Netting the Fish

Description

An avid angler and sportsman, Homer often depicted fishing and hunting scenes in his artwork. Many of his watercolors that explore these subjects were painted on frequent trips to the Adirondack Mountains. Netting the Fish is unusual in its focus on a gentleman sportsman. Young, well groomed, and neatly attired, the fisherman in this watercolor stands in contrast to the rustic guides featured in many of the artist’s other Adirondacks works. Homer’s fluid brushstrokes describe the smooth surface of the water, and his background washes evoke the wooded shoreline seen at a distance. Netting the Fish is one of Homer’s few grisaille, or monochrome, watercolors, painted as a study of values in preparation for the etching Fly Fishing, Saranac Lake.

Provenance

Mr. and Mrs.

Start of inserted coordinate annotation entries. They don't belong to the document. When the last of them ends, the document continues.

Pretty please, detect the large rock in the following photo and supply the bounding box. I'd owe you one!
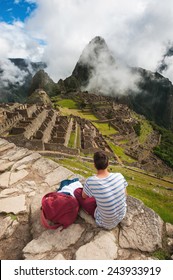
[166,223,173,237]
[119,197,163,252]
[0,195,27,214]
[0,217,18,240]
[32,158,59,176]
[45,166,73,187]
[76,230,118,260]
[23,224,84,259]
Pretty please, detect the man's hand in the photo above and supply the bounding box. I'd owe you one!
[82,191,88,199]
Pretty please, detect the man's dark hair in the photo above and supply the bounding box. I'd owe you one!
[94,151,109,170]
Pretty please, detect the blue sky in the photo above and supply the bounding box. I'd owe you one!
[0,0,36,24]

Lewis Larned Coburn, Chicago, by May 1, 1930 [Chicago 1930; see R4492]; given to the Art Institute of Chicago, 1933.

Netting the Fish

Winslow Homer

1889

Accession Number

14837

Medium

Transparent watercolor, heightened with opaque white watercolor, with rewetting, blotting, and scraping, over graphite, on moderately thick, slightly textured, cream wove paper

Dimensions

35.3 × 50.8 cm (13 15/16 × 20 in.)

Classification

ink or chalk wash

Museum

The Art Institute of Chicago

Chicago, United States

Credit Line

Olivia Shaler Swan Memorial Collection

Background & Context

Background Story

"Netting the Fish" is a masterful watercolor from 1889 executed during Homer's most productive period in the Cullercoats fishing community, showing the collaborative labor of hauling nets from the sea with a physical immediacy that few painters had achieved before. The composition focuses on the moment of capture: several figures strain against the weight of the net, their bodies angled in a choreography of shared effort that Homer renders with swift, summary strokes of watercolor and opaque white. The technique is characteristic of Homer's mature watercolors: graphite underdrawing establishes the compositional structure, then transparent washes build the atmospheric depth of sky and sea, while opaque highlights—applied with a loaded brush or scraped onto the surface—create the sparkle of water and the texture of wet clothing. The cream wove paper provides a warm middle tone that unifies the composition and prevents the cool blues and grays from becoming clinical. This scene also reflects Homer's growing interest in the collective labor of maritime communities: unlike his earlier paintings of solitary hunters or soldiers, the Cullercoats watercolors emphasize cooperation and mutual dependence, the social bonds that enable survival in a hostile environment. Art historians have compared these images to the rural labor scenes of Millet, noting that Homer's treatment is more dynamic, less static than the French master's. The painting also documents the technical sophistication of Victorian fishing: the nets shown here are not primitive traps but engineered tools of considerable complexity, and Homer's attention to their structure reveals his respect for the skill required to use them effectively.

Cultural Impact

This watercolor captured collaborative maritime labor with dynamic physicality, using mixed transparent and opaque watercolor to document Victorian fishing technology and community interdependence.

Why It Matters

It matters because Homer painted men pulling a net and made it look like a dance—proving that work could be beautiful when the bodies matched the waves.